Может, эльфенок и не виноват, подумала Ганка. Это же Федора, всем известно, что она была ведьмой, а у них все не так, как у людей.

– Но как делать сыр, она так и не сказала, – сокрушенно покачал головой эльфенок, – я уж спрашивал-спрашивал, а она молчит, и все. Я сам попробовал, но ничего не вышло. Может, это потому, что козочка уже старенькая. Мало молока… А я так скучаю по сыру.

– Я принесу еще сыру, – торопливо сказала Ганка. Мало ли, вдруг порчу наведет. Лучше пускай ее отпустит добром.

– Когда? Завтра? – эльфенок был явно не в ладах со временем. Или с памятью. Ганка не удивилась, эльфы живут одним мигом, но этот миг длится вечно, это все знают.

– Нет, – терпеливо сказала она, – через… пять дней. Вот солнце видишь? Оно закатится, потом еще раз. Потом еще раз. И еще два раза. Вот, пальцы загибай, – и она для верности сама загнула ему по очереди грязные худые пальцы. Он не противился. – Вот видишь? Раз, два, три. Четыре, пять… И я принесу сыр. Понял?

– Понял, – сказал он и вскочил с коряжки. Он был такой худой, что казался полупрозрачным, и сливался с солнечными пятнами, с ветками, зеленью и тенью – словно растворялся в них…

– Погоди! – Ганка тоже встала, солидно оправляя юбку и делая вид, что занята только этим, а спрашивает так, мимоходом, – а как тебя зовут?

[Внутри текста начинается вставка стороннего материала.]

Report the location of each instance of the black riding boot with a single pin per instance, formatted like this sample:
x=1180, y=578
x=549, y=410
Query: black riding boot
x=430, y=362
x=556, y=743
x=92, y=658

Эльфы не любят говорить, как их зовут на самом деле, но если выведать имя, можно получить над эльфом большую власть.

Эльфенок пошевелился и снова стал хорошо различим, словно бы вернулся из мира теней в мир людей…

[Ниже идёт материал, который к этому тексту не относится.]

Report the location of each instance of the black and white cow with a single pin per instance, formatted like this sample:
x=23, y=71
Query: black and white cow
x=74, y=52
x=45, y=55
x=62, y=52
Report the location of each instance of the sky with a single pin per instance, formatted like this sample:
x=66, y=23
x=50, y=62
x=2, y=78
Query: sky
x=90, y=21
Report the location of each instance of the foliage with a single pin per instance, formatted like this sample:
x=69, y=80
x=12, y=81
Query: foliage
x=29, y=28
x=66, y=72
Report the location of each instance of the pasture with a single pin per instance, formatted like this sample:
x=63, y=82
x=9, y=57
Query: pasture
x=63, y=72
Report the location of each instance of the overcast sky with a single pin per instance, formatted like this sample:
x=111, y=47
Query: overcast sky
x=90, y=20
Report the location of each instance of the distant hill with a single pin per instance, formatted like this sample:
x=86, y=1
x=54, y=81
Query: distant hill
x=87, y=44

– Желто-красный листик дуба, который оторвался от родной ветки, – сказал он с некоторой даже гордостью. – Красиво, правда? Я сам придумал.

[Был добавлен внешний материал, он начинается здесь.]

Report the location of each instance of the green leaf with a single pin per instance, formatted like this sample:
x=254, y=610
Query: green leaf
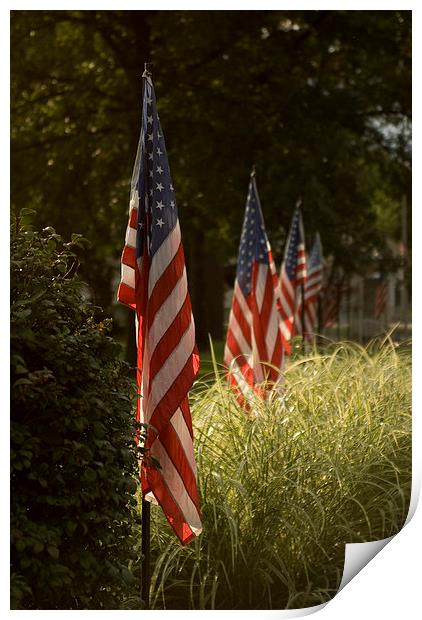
x=53, y=551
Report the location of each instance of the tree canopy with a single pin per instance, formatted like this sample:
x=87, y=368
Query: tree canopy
x=319, y=101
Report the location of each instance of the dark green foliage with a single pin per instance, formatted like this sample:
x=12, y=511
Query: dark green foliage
x=73, y=458
x=320, y=101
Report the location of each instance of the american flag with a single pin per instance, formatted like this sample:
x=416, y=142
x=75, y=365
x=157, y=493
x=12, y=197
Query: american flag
x=253, y=335
x=313, y=287
x=380, y=299
x=154, y=284
x=332, y=297
x=292, y=281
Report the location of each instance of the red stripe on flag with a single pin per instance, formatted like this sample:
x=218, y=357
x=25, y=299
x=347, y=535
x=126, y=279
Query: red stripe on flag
x=175, y=394
x=153, y=482
x=171, y=338
x=129, y=256
x=165, y=284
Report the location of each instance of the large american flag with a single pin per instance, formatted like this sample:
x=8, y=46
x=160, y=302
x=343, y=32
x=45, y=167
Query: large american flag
x=292, y=281
x=313, y=287
x=253, y=352
x=154, y=284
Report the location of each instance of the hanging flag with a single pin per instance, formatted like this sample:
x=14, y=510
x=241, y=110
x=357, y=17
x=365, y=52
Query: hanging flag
x=292, y=281
x=381, y=299
x=313, y=287
x=331, y=299
x=253, y=352
x=154, y=284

– Немножко длинно, – сказала Ганка, – хотя, конечно, красиво, – поспешно добавила она, чтобы эльфенок не рассердился. Листик тоже неплохо звучит – это ведь почти то же самое, только немножко короче. Я буду тебя называть Листик.

Эльфенок явно не хотел сказать ей свое настоящее имя, а значит, он на самом деле гораздо хитрее, чем кажется. На всякий случай она тоже попробовала схитрить.

– А как тебя называла Федора? Как-то же она тебя называла!

– Солнышко. Она называла меня – Солнышко, – сказал он, отступил в тень и пропал.

* * *

Эльфенок и вправду не принес удачи – отец ворчал, что она запоздала, потому что любил есть кулеш как раз с козьим сыром, а тут не дождался и схарчил так, и кулеш показался ему невкусным. На куренной работе мужики всегда голодные, это Ганка знала, потому что приходится ворочать тяжелые бревна… Правда, и неудачи эльфенок не принес – отец мог и по уху заехать, но ведь не заехал же… И про эльфенка она ни отцу, ни братьям не рассказала, хотя и сама не знала, почему. Может, потому, что ей, Ганке, хотелось иметь свою собственную тайную жизнь – а какую такую тайную жизнь можно иметь, если спишь вповалку на лавке с сопливыми младшими братьями?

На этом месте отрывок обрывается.